The 8th edition of  Architectural Graphic Standards, 1988, no longer dedicated a page to Ionic details. 

The last 2 pages of the book, titled  Classical Orders at the top and CLASSIC ORDERS at the bottom, are a crowded introduction to centuries of architecture. 

Here's about 2/3 of the second sheet. The architects who complied the page are credited not their sources. 


Do I have a conclusion? Not really. 

I looked for the Golden Section and didn't find it. I read convoluted and simple language as people who knew construction explained with words how to draw something complex.  Many descriptions expected experience using compasses. I appreciated the authors who said, "Practice!" Words help; they are not a substitute for drawing.

Books not listed here are in my bibliography: 

https://www.jgrarchitect.com/2019/06/bibliography-includiung-websites.html

Asher Benjamin, Practice of Architecture and The Builder's Guide, new introduction by Thomas Gordon Smith, De Capo Press, New York, 1994.

Batty Langley, The Builder's Director or Bench-Mate, published first in 1754, London, reprint, publisher unlisted.

William Pain,  The Practical House Carpenter, or Youth's Instruction, London, 1794. reprint by Dover Publications.
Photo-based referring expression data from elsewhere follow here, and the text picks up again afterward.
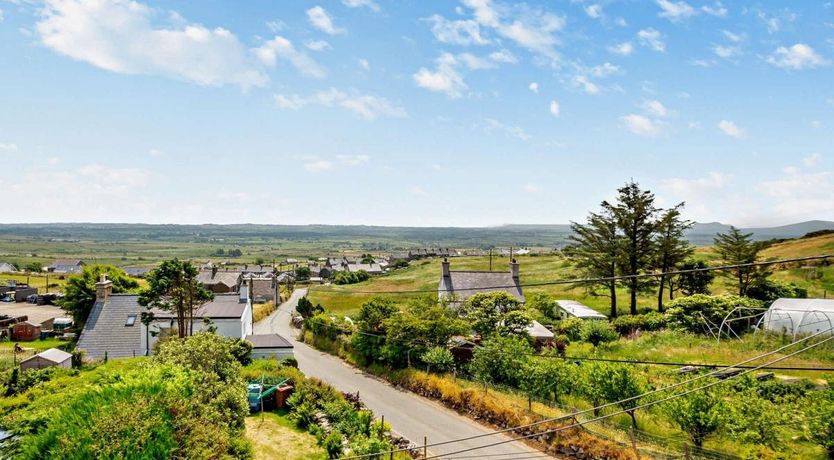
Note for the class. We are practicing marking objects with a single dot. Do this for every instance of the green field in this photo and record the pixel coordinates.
(425, 275)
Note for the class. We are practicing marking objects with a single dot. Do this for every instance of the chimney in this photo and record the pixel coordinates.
(514, 269)
(103, 289)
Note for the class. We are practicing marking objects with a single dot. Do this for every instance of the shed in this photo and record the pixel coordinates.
(49, 358)
(269, 346)
(799, 316)
(572, 309)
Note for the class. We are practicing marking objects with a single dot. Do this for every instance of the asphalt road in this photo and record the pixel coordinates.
(410, 415)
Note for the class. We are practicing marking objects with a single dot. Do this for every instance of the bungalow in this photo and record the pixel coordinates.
(457, 286)
(573, 309)
(66, 266)
(114, 327)
(49, 358)
(219, 281)
(7, 268)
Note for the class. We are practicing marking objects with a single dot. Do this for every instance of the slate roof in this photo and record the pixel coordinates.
(223, 306)
(268, 341)
(464, 284)
(226, 278)
(105, 329)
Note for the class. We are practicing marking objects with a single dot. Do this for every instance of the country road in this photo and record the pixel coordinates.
(410, 415)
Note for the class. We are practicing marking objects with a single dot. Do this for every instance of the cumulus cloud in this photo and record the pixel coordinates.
(641, 125)
(119, 36)
(321, 20)
(731, 129)
(554, 108)
(366, 106)
(370, 4)
(279, 48)
(652, 39)
(675, 11)
(456, 32)
(623, 49)
(797, 57)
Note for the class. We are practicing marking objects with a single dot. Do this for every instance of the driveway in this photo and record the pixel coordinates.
(410, 415)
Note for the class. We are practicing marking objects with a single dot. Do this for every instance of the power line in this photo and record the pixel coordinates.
(597, 408)
(642, 406)
(594, 280)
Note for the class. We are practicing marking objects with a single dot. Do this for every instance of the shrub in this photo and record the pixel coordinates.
(597, 332)
(653, 321)
(685, 312)
(570, 327)
(439, 359)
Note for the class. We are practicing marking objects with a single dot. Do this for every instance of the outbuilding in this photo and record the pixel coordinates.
(269, 346)
(572, 309)
(799, 316)
(49, 358)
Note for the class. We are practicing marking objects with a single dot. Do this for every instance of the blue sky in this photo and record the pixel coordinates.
(465, 113)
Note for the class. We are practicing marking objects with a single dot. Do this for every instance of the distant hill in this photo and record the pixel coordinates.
(372, 237)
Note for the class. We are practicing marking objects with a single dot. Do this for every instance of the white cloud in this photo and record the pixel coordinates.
(8, 148)
(367, 106)
(317, 45)
(318, 166)
(726, 52)
(459, 32)
(797, 57)
(321, 20)
(533, 189)
(554, 108)
(731, 129)
(279, 48)
(642, 126)
(655, 108)
(675, 11)
(445, 78)
(623, 49)
(594, 11)
(530, 28)
(717, 10)
(812, 159)
(370, 4)
(117, 35)
(492, 124)
(652, 38)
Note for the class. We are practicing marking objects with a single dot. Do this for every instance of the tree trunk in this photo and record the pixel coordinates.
(660, 292)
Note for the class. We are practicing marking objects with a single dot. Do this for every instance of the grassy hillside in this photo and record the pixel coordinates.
(425, 275)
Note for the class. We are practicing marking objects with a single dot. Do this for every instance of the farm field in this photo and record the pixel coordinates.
(424, 275)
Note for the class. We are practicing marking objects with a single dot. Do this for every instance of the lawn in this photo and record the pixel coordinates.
(273, 435)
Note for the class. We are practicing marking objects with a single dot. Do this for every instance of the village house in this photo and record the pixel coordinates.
(457, 286)
(65, 266)
(49, 358)
(219, 281)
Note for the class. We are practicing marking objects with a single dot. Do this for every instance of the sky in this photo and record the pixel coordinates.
(421, 113)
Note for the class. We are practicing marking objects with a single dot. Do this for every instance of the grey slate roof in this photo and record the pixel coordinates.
(105, 329)
(268, 341)
(464, 284)
(207, 278)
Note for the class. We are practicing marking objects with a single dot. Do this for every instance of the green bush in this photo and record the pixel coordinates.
(597, 332)
(653, 321)
(570, 327)
(686, 312)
Ramsey/Sleeper, Architectural Graphic Standards, John Wiley & Sons, Inc., New York

Giacomo Barozzi daVignola, Canon of the Five Orders of Architecture, John Leeke, translator, published by William Sherwin, London, 1669.

Vitruvius, Ten Books on Architecture, edited by Ingrid D. Rowland, Thomas Noble Howe, Cambridge University Press, 1999

*Wm. R. Ware, The American Vignola, 1903, Dover Publications, 1994, p. 30. 

*Book 3, Chapter 5, paragraph 8,  translation by Ingrid D. Rowland; Viruvius, 10 Books on Architecture, Ingrid D. Rowland and Thomas Nobel Howe, Editors, Cambridge University Press, 1999.



2 comments:

johnleeke said...

Neat to see my 8th-great grandfather, John Leeke, referenced.

--John Leeke,
American Preservationeer
www.HistoricHomeWorks.com

Jane said...

I thought you'd enjoy that! I'm glad you saw it.